Awareness of contraception is near-universal among married women in India. However, the vast majority of married Indians (76% in a 2009 study) reported significant problems in accessing a choice of contraceptive methods. In 2009, 48.3% of married women were estimated to use a contraceptive method, i.e. more than half of all married women did not. About three-fourths of these were using female sterilization, which is by far the most prevalent birth-control method in India. Condoms, at a mere 3%, were the next most prevalent method. Meghalaya, Bihar and Uttar Pradesh had the lowest usage of contraception among all Indian states with rates below 30%.

==Pakistan==

In 2011 just one in five Pakistani women aged 15 to 49 used modern birth control. In 1994, Pakistan pledged that by 2010 it would provide universal access to family planning. but contraception is shunned under traditional social norms. Most women who say they do not want any more children or would like to wait a period of time before their next pregnancy do not have the contraceptive resources available to them in order to do so. In the 1990s, women increasingly reported wanting fewer children, and 24 percent of recent births were reported to be unwanted or mistimed. The rate of unwanted pregnancies is higher for women living in poor or rural environments; with two-thirds of women live in rural areas.
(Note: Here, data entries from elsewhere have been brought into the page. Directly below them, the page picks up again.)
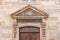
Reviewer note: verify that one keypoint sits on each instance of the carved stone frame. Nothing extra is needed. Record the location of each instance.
(16, 26)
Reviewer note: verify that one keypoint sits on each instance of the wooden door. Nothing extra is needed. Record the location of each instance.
(30, 34)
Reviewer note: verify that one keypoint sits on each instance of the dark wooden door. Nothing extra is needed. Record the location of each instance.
(29, 36)
(29, 33)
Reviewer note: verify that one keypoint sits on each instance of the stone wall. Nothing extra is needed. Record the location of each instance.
(52, 23)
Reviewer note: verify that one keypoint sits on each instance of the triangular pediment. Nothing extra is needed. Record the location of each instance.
(29, 11)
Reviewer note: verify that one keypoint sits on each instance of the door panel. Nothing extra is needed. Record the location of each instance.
(29, 36)
(24, 36)
(35, 36)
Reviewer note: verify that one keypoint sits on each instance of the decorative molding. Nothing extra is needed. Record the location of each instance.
(29, 11)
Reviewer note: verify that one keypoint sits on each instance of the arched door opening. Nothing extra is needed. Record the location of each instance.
(29, 33)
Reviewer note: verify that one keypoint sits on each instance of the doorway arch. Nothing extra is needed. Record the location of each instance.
(29, 33)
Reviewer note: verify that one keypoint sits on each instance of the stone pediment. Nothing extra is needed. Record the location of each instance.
(29, 11)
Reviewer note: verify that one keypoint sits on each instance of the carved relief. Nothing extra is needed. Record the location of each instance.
(27, 11)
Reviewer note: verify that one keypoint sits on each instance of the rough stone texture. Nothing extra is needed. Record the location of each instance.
(52, 23)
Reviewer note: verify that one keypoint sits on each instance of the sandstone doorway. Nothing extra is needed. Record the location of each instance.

While 96 percent of married women were reported to know about at least one method of contraception, only half of them had ever used it. The most commonly reported reasons for married women electing not to use family planning methods include the belief that fertility should be determined by God (28%); opposition to use by the woman, her husband, others or a perceived religious prohibition (23%); infertility (15%); and concerns about health, side effects or the cost of family planning (12%).

==United Kingdom==
Contraception has been available for free under the National Health Service since 1974, and 74% of reproductive age women use some form of contraception. The levonorgestrel intrauterine system has been massively popular. Sterilization is popular in older age groups, among those 45-49, 29% of men and 21% of women have been sterilized. Female sterilization has been declining since 1996, when the intrauterine system was introduced. Emergency contraception has been available since the 1970s, a product was specifically licensed for emergency contraception in 1984, and emergency contraceptives became available over the counter in 2001. Since becoming available over the counter it has not reduced the use of other forms of contraception, as some predicted it might. In any year only 5% of women of childbearing age use emergency hormonal contraception. Despite widespread availability of contraceptives, almost half of pregnancies were unintended circa 2005. Abortion was legalized in 1967, however still remained illegal in Northern Ireland until 2020.

==United States==

As of 2008, in the United States, 99% of sexually active women have used birth control at some point in time. In 2015-2017, 64.9% of women aged 15-49 used a form of birth control. The most common forms of birth control were female sterilization (18.6%), oral contraceptive pills (12.6%), long-acting reversible contraceptives (10.3%), and male condoms (8.7%). Despite the availability of highly effective contraceptives, in 2011, 45% of pregnancies were unintended. In 2002, contraceptive use saved about $19 billion in direct medical costs.